Article by guest author Mike Geary, Certified Nutrition Specialist, Certified Personal Trainer, Author of best-sellers: The Fat Burning Kitchen , The Top 101 Foods that FIGHT Aging & Diabetes Fix

Article first published at: slickweightloss.com

Are You Gluten Intolerant?

If you're eating bulk of junk foods, copious amounts of sugars and drinking soda all the time, you likely know you are killing yourself. Right?

But could eating a slice of nice whole wheat bread be bad for you ?

Well, it can be!

Hidden in pizza, pasta, bread, wraps, rolls, and most processed foods is gluten.

But what you may not know about Gluten, a protein found in wheat, rye, spelt, kamut, oats, and barley, it can put you at risk of having a full blown Celiac's Disease or can even result in serious health complications for many.(i)

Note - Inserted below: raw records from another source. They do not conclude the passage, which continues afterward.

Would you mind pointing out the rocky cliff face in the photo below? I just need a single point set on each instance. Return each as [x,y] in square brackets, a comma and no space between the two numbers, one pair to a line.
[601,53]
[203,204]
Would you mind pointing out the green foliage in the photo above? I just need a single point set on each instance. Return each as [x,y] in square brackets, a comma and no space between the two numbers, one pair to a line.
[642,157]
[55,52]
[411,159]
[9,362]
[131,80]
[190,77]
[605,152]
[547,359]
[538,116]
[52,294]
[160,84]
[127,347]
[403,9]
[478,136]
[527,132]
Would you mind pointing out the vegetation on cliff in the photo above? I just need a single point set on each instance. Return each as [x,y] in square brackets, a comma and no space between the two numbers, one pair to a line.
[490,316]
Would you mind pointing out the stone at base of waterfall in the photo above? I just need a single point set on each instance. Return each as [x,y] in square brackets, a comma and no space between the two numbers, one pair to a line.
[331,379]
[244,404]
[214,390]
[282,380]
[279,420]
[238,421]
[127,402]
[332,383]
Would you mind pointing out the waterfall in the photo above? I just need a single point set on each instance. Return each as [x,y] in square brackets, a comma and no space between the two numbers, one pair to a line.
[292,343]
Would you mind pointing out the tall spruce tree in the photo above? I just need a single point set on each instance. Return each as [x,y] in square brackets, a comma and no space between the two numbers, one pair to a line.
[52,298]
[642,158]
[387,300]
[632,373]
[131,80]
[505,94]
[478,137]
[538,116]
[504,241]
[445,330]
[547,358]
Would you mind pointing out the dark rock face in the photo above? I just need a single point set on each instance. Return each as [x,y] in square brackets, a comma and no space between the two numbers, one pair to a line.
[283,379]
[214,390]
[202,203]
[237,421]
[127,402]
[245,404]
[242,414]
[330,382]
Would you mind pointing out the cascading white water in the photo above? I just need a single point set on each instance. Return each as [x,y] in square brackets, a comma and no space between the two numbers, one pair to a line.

According to Dr. Mark Hyman, gluten sensitivity is “an autoimmune disease that creates inflammation throughout the body, with wide-ranging effects across all organ systems including your brain, heart, joints, digestive tract, and more”.

Gluten Intolerance at a moderate level is called Gluten Senstivity but extreme levels of Gluten Intolerance indicates Celiac's Disease.

Gluten Intolerance have symptoms ranging from nothing at all to life-threatening conditions, like severe anemia.

However, these signs can vary from person to person, which is why diagnosing gluten intolerance can be difficult.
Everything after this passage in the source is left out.